Holiday Debt: The Real Problem With Fulfilling Kids' Wishlists
Are we sending our kids the wrong message?
"Tis the season to be broke," my friend Lily jokes. We're sitting at a overcrowded Starbucks in the mall with paper bags from our holiday shopping clustered around our legs. She's bouncing her 11-month-old on her knee and her second, a little 4-year-old boy rummages through the packages.
She's a great mom and I know she means well. For other parents like her, the holidays mean presents — lots and lots of them. And oftentimes, the only means they have of scoring those deep discounts is by elbowing through crowds of equally desperate parents at the mall from the kick-off of the shopping season, Black Friday, right up until Christmas Eve. But a shocking new study really quantifies the lengths moms and dads will go to make their kids happy: 57 percent of parents are willingly take on credit card debt to make their children happy for the holidays.
What's even crazier is that the survey indicates that parents who made less money were willing to spend more on the holidays.

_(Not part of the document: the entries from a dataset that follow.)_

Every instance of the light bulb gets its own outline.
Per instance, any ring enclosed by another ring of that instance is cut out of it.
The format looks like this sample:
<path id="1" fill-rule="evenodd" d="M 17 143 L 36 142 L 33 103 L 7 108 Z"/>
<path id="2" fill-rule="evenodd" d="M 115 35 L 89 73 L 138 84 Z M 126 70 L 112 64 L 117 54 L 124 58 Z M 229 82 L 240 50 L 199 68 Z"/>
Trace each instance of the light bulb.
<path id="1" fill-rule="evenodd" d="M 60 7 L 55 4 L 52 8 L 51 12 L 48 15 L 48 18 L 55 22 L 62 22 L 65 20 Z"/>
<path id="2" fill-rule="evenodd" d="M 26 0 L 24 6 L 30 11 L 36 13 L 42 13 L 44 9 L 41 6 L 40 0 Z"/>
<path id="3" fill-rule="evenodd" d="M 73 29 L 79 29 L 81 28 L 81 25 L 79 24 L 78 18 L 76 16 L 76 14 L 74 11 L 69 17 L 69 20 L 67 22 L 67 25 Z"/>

Parents with a household income of $35,000 or less were willing to accrue $700 in holiday debt for their kids. Meanwhile, parents with a household income of $75,000 or more were only willing to take on $300 of debt. We have to wonder, is that really teaching kids the right morals?
YourTango Expert and mom Tara Kennedy Klein herself admits to being guilty of overspending on the holidays when her kids were younger. She says that she kicked the habit when she realized how parents don't spend as nearly as much money as they do time with their kids and that's what counts.

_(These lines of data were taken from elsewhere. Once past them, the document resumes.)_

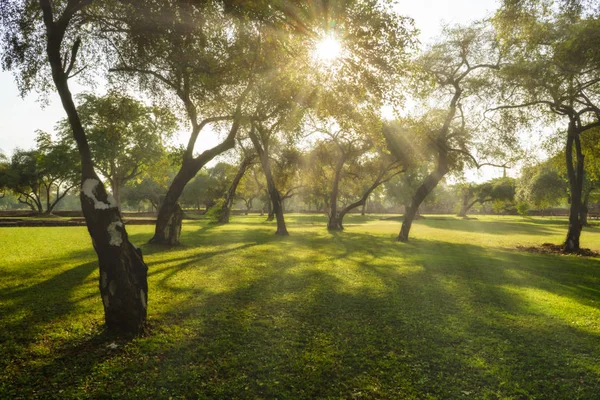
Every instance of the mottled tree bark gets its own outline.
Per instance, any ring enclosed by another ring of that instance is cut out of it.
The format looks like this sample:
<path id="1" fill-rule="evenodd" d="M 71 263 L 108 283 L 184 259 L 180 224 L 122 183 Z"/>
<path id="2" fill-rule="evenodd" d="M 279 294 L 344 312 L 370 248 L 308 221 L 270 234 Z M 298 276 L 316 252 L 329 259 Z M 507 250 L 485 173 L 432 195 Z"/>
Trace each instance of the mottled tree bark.
<path id="1" fill-rule="evenodd" d="M 331 186 L 331 194 L 329 197 L 329 219 L 327 221 L 327 229 L 330 231 L 339 231 L 344 229 L 337 211 L 337 201 L 340 188 L 340 179 L 342 177 L 342 168 L 344 167 L 345 161 L 346 158 L 342 156 L 335 166 L 333 185 Z"/>
<path id="2" fill-rule="evenodd" d="M 106 327 L 110 331 L 139 333 L 146 321 L 147 266 L 142 253 L 128 239 L 121 214 L 94 171 L 87 137 L 69 90 L 68 78 L 80 45 L 75 41 L 69 65 L 63 62 L 61 44 L 73 15 L 86 3 L 67 6 L 55 22 L 49 0 L 40 0 L 46 26 L 46 52 L 52 79 L 67 114 L 81 157 L 81 208 L 98 255 L 100 294 Z M 65 69 L 66 68 L 66 69 Z"/>
<path id="3" fill-rule="evenodd" d="M 575 164 L 573 163 L 573 145 L 575 145 Z M 575 123 L 569 123 L 566 146 L 567 176 L 571 189 L 571 206 L 569 208 L 569 230 L 563 244 L 565 253 L 574 253 L 580 250 L 579 239 L 583 228 L 580 219 L 581 197 L 583 191 L 584 156 L 581 151 L 581 139 Z"/>
<path id="4" fill-rule="evenodd" d="M 240 184 L 240 181 L 244 177 L 246 170 L 248 170 L 248 167 L 252 165 L 253 160 L 253 155 L 246 156 L 242 160 L 242 163 L 240 164 L 240 167 L 238 168 L 238 171 L 235 174 L 235 177 L 233 178 L 233 182 L 231 182 L 229 190 L 227 190 L 227 195 L 225 196 L 225 204 L 223 204 L 223 210 L 221 211 L 221 215 L 219 216 L 218 222 L 220 224 L 229 223 L 229 215 L 231 214 L 231 207 L 233 206 L 233 200 L 235 199 L 235 192 L 237 190 L 238 185 Z M 246 212 L 246 215 L 247 214 L 248 213 Z"/>
<path id="5" fill-rule="evenodd" d="M 260 163 L 263 168 L 263 172 L 265 174 L 265 178 L 267 180 L 267 190 L 269 192 L 269 197 L 271 199 L 273 207 L 272 212 L 275 215 L 275 218 L 277 219 L 277 231 L 275 232 L 275 234 L 280 236 L 287 236 L 289 235 L 289 233 L 287 231 L 287 227 L 285 226 L 285 219 L 283 217 L 281 194 L 275 186 L 275 180 L 273 179 L 273 173 L 271 172 L 271 162 L 269 160 L 268 154 L 268 143 L 266 143 L 265 148 L 263 148 L 254 128 L 250 130 L 249 136 L 252 140 L 252 144 L 254 145 L 254 149 L 258 154 Z"/>
<path id="6" fill-rule="evenodd" d="M 239 107 L 238 107 L 239 108 Z M 236 113 L 237 114 L 237 113 Z M 219 154 L 233 148 L 235 146 L 235 135 L 240 127 L 239 118 L 234 118 L 233 124 L 227 138 L 213 147 L 212 149 L 204 151 L 198 157 L 192 157 L 191 153 L 188 152 L 184 157 L 181 168 L 175 175 L 165 200 L 163 201 L 156 218 L 156 227 L 154 229 L 154 236 L 150 239 L 150 243 L 163 244 L 168 246 L 174 246 L 179 244 L 179 235 L 176 232 L 181 232 L 181 226 L 178 229 L 173 229 L 171 226 L 173 221 L 180 221 L 179 218 L 174 218 L 174 213 L 181 210 L 181 207 L 177 203 L 185 185 L 202 169 L 209 161 L 218 156 Z M 198 136 L 198 133 L 202 129 L 202 125 L 194 127 L 192 137 Z M 175 237 L 177 236 L 177 237 Z"/>
<path id="7" fill-rule="evenodd" d="M 406 208 L 404 213 L 404 219 L 402 221 L 402 227 L 400 228 L 400 233 L 398 234 L 397 240 L 400 242 L 408 242 L 408 237 L 410 234 L 410 229 L 412 227 L 412 223 L 415 219 L 419 211 L 419 207 L 421 203 L 427 198 L 429 193 L 437 186 L 438 183 L 442 180 L 444 175 L 446 175 L 449 171 L 448 167 L 448 155 L 445 151 L 445 147 L 442 143 L 439 144 L 439 153 L 438 153 L 438 165 L 436 169 L 431 172 L 425 180 L 423 184 L 419 186 L 415 195 L 413 196 L 410 206 Z"/>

"If parents would take more than the average seven minutes a day to have reciprocal, face-to-face conversations with their children, they may find that what kids today really want is more quality time with their parents!" she says. "Making our child truly happy at the holidays could be as simple as spending the entire day doing something they love, going to a movie, having lunch together, hiking or going to a zoo."

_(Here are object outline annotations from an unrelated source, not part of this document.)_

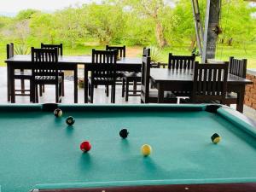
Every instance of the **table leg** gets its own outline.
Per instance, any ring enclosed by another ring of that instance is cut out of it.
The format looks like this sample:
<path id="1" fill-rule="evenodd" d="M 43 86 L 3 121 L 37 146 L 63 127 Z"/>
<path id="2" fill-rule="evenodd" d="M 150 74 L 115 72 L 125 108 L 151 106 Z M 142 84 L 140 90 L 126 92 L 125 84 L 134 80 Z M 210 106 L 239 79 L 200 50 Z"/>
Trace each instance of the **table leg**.
<path id="1" fill-rule="evenodd" d="M 73 96 L 74 103 L 78 103 L 78 66 L 75 67 L 73 70 Z"/>
<path id="2" fill-rule="evenodd" d="M 7 101 L 10 102 L 9 65 L 7 63 Z"/>
<path id="3" fill-rule="evenodd" d="M 240 90 L 239 92 L 237 92 L 236 110 L 239 111 L 240 113 L 243 113 L 245 85 L 241 85 L 241 88 L 239 90 Z"/>
<path id="4" fill-rule="evenodd" d="M 84 103 L 88 103 L 88 70 L 84 66 Z"/>
<path id="5" fill-rule="evenodd" d="M 15 103 L 15 69 L 9 67 L 9 89 L 11 102 Z"/>
<path id="6" fill-rule="evenodd" d="M 165 95 L 165 90 L 163 89 L 162 84 L 157 84 L 157 90 L 158 90 L 158 103 L 163 103 L 164 102 L 164 95 Z"/>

After all, "time is money" It's easier to ask your child what new video game or pair of shoes they want than spend hours getting to know their interests.
Obviously, families aren't likely to let their kids know the financial burden the holidays have on them. But Kennedy Klein says that by fulfilling each and every hope on our kids' wishlists, "we are sending our kids the message that love can be bought and material objects are more valuable than real connection."
She has one question to leave with parents this time of year: "So I would ask that 57 percent: if you're truly willing to go into debt for your child's happiness, wouldn't it be fiscally more responsible to spend the time finding out if your investment is paying off for your kid or just paying off your conscience?"